Interferons: Reprogramming the Metabolic Network against Viral Infection

Abstract

Viruses exploit the host and induce drastic metabolic changes to ensure an optimal environment for replication and the production of viral progenies. In response, the host has developed diverse countermeasures to sense and limit these alterations to combat viral infection. One such host mechanism is through interferon signaling.
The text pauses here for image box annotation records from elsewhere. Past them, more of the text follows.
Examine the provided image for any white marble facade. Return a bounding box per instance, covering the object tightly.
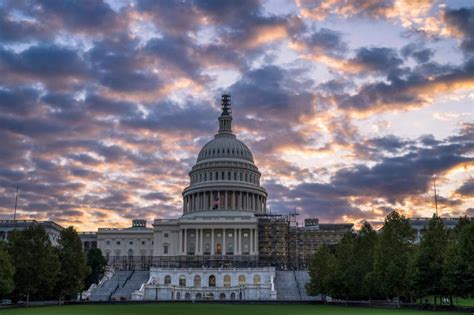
[132,267,276,300]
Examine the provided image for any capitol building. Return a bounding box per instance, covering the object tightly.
[0,95,353,301]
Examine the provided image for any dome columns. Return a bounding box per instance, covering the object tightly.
[183,189,267,214]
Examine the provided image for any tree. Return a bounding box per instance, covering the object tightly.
[85,248,107,288]
[416,215,448,307]
[458,219,474,296]
[8,224,59,304]
[306,244,335,301]
[56,226,90,299]
[330,232,354,300]
[374,211,415,308]
[349,222,377,299]
[0,241,15,298]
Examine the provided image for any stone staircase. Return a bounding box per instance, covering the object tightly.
[112,271,150,301]
[89,271,132,301]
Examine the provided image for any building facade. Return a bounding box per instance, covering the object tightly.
[78,95,352,300]
[0,220,64,246]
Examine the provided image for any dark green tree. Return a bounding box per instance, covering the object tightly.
[85,248,107,288]
[8,224,59,304]
[458,219,474,296]
[306,244,336,301]
[441,229,467,305]
[348,222,377,299]
[374,211,415,308]
[329,232,354,301]
[56,226,91,299]
[0,241,15,298]
[416,215,448,306]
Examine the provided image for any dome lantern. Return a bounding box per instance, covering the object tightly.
[219,94,232,134]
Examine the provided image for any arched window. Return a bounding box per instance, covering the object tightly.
[179,275,186,287]
[194,275,201,288]
[253,275,260,285]
[224,275,231,288]
[209,275,216,287]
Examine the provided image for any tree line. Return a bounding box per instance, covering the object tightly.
[0,224,106,303]
[306,211,474,306]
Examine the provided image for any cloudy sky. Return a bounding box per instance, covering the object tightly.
[0,0,474,230]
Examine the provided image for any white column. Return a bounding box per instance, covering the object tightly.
[249,229,253,255]
[194,229,199,255]
[184,229,188,255]
[255,228,258,255]
[222,228,227,255]
[178,229,183,255]
[233,229,237,255]
[199,229,204,255]
[211,229,215,255]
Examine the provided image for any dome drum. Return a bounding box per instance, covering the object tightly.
[183,94,267,215]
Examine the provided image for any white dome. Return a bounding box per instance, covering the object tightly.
[183,95,267,219]
[197,134,253,163]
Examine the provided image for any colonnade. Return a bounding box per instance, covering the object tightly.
[183,190,267,213]
[179,228,258,256]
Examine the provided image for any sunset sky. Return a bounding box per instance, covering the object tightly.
[0,0,474,231]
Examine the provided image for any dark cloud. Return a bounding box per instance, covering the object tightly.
[335,58,474,112]
[444,7,474,53]
[29,0,124,33]
[350,47,403,76]
[456,179,474,197]
[306,28,348,53]
[331,143,474,203]
[0,86,41,115]
[401,43,434,63]
[0,7,51,43]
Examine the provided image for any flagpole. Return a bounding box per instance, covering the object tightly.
[13,185,18,222]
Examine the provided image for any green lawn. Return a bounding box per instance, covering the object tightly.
[0,303,466,315]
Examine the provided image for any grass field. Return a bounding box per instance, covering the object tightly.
[0,303,466,315]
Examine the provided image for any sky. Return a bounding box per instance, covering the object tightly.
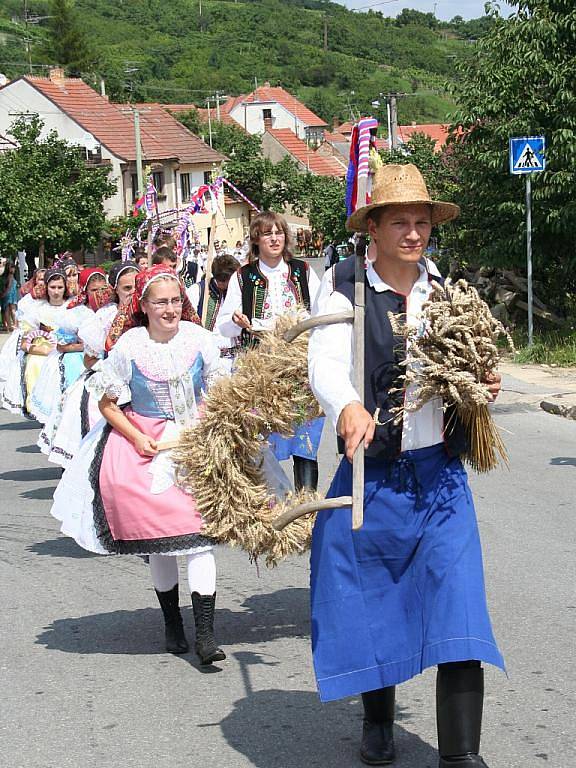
[337,0,513,21]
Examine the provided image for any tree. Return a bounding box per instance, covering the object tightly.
[45,0,97,77]
[0,115,116,252]
[452,0,576,309]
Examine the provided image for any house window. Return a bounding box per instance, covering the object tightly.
[152,171,164,195]
[180,173,190,203]
[131,173,138,203]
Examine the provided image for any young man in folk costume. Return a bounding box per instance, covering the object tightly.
[309,165,504,768]
[216,211,323,490]
[186,254,240,372]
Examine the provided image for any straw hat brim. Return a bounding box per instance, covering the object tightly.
[346,200,460,232]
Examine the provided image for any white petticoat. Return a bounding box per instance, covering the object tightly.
[2,351,25,415]
[29,350,63,424]
[50,419,212,555]
[0,329,24,413]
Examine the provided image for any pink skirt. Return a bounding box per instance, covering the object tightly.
[90,408,212,554]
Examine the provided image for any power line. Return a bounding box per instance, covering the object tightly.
[348,0,400,11]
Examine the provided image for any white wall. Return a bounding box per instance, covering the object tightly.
[230,101,305,139]
[0,80,124,217]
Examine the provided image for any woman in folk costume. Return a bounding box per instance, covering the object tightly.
[186,254,240,372]
[0,269,46,413]
[216,211,324,490]
[30,267,109,424]
[52,265,225,664]
[309,165,504,768]
[38,261,140,467]
[9,267,81,416]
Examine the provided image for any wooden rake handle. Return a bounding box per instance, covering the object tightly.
[272,496,352,531]
[284,310,354,342]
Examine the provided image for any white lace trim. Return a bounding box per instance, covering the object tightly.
[86,322,226,424]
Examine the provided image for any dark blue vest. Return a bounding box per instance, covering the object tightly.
[334,256,468,460]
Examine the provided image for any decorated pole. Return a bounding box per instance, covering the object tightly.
[201,178,222,327]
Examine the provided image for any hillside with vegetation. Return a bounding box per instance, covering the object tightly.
[0,0,491,122]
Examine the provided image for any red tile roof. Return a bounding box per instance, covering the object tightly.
[12,75,223,163]
[136,103,226,163]
[225,85,327,128]
[336,123,354,136]
[267,128,346,176]
[398,123,449,152]
[324,131,348,144]
[197,104,237,128]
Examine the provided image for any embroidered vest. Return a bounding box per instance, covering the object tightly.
[334,258,468,461]
[197,278,226,331]
[238,259,310,345]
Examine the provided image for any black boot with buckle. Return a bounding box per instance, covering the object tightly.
[436,661,488,768]
[192,592,226,664]
[154,584,189,654]
[360,685,396,765]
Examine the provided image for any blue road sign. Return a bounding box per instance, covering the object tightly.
[510,136,546,174]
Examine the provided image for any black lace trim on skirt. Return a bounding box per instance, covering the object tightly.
[58,352,66,394]
[88,424,215,555]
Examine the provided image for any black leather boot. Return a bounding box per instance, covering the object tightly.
[292,456,318,491]
[436,662,488,768]
[154,584,189,653]
[360,685,396,765]
[192,592,226,664]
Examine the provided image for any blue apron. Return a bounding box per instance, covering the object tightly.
[311,444,504,701]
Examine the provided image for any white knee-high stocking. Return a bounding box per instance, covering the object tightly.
[150,549,216,595]
[187,549,216,595]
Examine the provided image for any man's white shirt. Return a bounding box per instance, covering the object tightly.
[308,260,444,452]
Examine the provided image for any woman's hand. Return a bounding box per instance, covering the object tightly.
[336,401,376,461]
[56,341,84,354]
[132,432,158,456]
[483,371,502,402]
[232,310,252,329]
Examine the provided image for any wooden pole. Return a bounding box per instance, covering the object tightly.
[352,234,366,531]
[202,212,216,327]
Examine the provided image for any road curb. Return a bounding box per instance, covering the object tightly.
[540,400,576,420]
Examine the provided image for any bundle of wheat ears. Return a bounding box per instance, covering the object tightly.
[173,312,321,566]
[389,280,514,472]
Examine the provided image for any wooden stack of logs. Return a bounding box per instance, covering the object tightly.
[451,266,566,327]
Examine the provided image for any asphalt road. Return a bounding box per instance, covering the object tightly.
[0,368,576,768]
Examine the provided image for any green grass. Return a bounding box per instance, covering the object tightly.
[513,330,576,368]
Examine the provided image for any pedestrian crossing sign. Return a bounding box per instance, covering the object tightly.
[510,136,546,174]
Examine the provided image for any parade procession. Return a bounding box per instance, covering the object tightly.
[0,0,576,768]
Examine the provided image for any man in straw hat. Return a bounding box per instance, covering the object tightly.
[309,165,504,768]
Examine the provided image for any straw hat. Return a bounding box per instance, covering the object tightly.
[346,165,460,232]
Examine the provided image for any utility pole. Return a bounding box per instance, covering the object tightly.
[24,0,32,75]
[133,109,144,197]
[206,99,212,146]
[386,93,398,149]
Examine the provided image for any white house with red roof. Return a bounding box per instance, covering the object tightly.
[262,128,347,178]
[0,69,225,230]
[213,83,328,145]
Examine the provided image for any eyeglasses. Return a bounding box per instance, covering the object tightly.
[147,296,182,310]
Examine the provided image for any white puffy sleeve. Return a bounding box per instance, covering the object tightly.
[84,331,132,400]
[200,328,229,389]
[215,272,242,339]
[308,270,361,427]
[78,305,118,357]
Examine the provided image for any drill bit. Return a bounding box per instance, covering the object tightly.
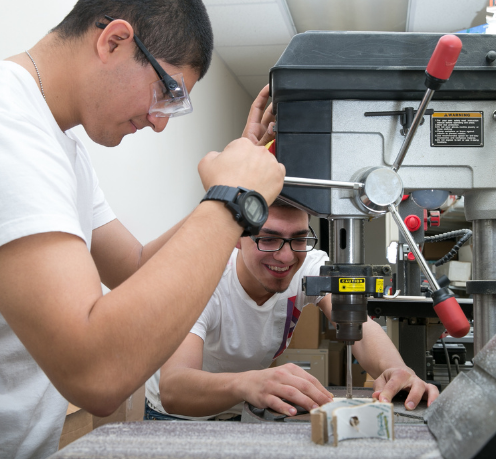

Interferons are cytokines that enhances the transcription of hundreds of interferon-stimulated genes (ISGs) whose products are key players in the innate immune response to viral infection. In addition to their direct targeting of viral components, interferons and ISGs exert profound effects on cellular metabolism. Recent studies have started to illuminate on the specific role of interferon in rewiring cellular metabolism to activate immune cells and limit viral infection. This review reflects on our current understanding of the complex networking that occurs between the virus and host at the interface of cellular metabolism, with a focus on the ISGs in particular, cholesterol-25-hydroxylase (CH25H), spermidine/spermine acetyltransferase 1 (SAT1), indoleamine-2,3-dioxygenase (IDO1) and sterile alpha motif and histidine/aspartic acid domain-containing protein 1 (SAMHD1), which were recently discovered to modulate specific metabolic events and consequently deter viral infection.

Keywords: 25HC; IDO1; ISGs; SAMHD1; SAT1; interferons; metabolism; viruses.

Figure 1

Host Cell Metabolism. Glucose is taken up by specific transporters (GLUT family), where it is converted to pyruvate in the cytoplasm, generating two ATP molecules (glycolysis). In the presence of oxygen, pyruvate is transported into the mitochondria and oxidized into acetyl coenzyme A (acetyl-CoA), which enters the tricarboxylic acid (TCA) cycle. Intermediates of the TCA cycle feed off for fatty acid and cholesterol synthesis. Viruses are known to alter these key cellular metabolic pathways (highlighted in yellow). Further details are outlined in the text.

Figure 2

An overview of the antiviral activities of 25-HC. Interferon signaling leads to the expression of CH25H (cholesterol 25-hydroxylase) which catalyzes the formation of 25 hydroxycholesterol (25-HC) from cholesterol. Multiple studies have elucidated into the antiviral effects of 25-HC including, altering lipid membrane content to restrict viral fusion and entry, altering the distribution of cholesterol in internal membranes which hinders viral replication and, antagonizing endogenous protein prenylation (attachment of an isoprenoid e.g., farnesyl) thereby restricting viral replication and assembly. Yellow boxes indicate membrane alterations induced by 25-HC. Blue boxes indicate the effect of 25-HC on different viruses. T bar in red indicates inhibition. ER, endoplasmic reticulum.

Figure 3

Polyamine Biosynthesis. Upregulation of SAT1 by Type 1 IFNs results in polyamine depletion (red arrow). Enzymes are shown between each reaction (ODC, orthinine decarboxylase; SRM, spermidine synthase; SMS, spermine synthase; SMO, spermine oxidase; SAT1, Spermidine/spermine N(1)-acetyltransferase). Ornithine decarboxylase antizyme (OAZ), the first rate-limiting step in polyamine synthesis, binds and inhibits ODC. Difluoromethylornithine (DFMO), currently in clinical trials for cancer treatment, is an irreversible inhibitor of ornithine decarboxylase. T bar indicates inhibition. Blue dotted circle, nucleus. Consult text for more detail.

Figure 4

IDO1-mediated Tryptophan Depletion. Tryptophan is metabolized by the serotonin and kynurenine pathway. Iindole-2,3-dioxygenase 1 (IDO1) converts tryptophan into kynurenine. IFN-induced IDO1 gene expression decreases tryptophan availability for viral replication as well as reducing melatonin/serotonin synthesis and T cell proliferation. 1-methyl-d-tryptophan (I-MT) inhibits IDO1 and may have applications as a facilitator to enhance the immune response. Red arrows, downregulation; green arrows, upregulation. T bar, inhibition.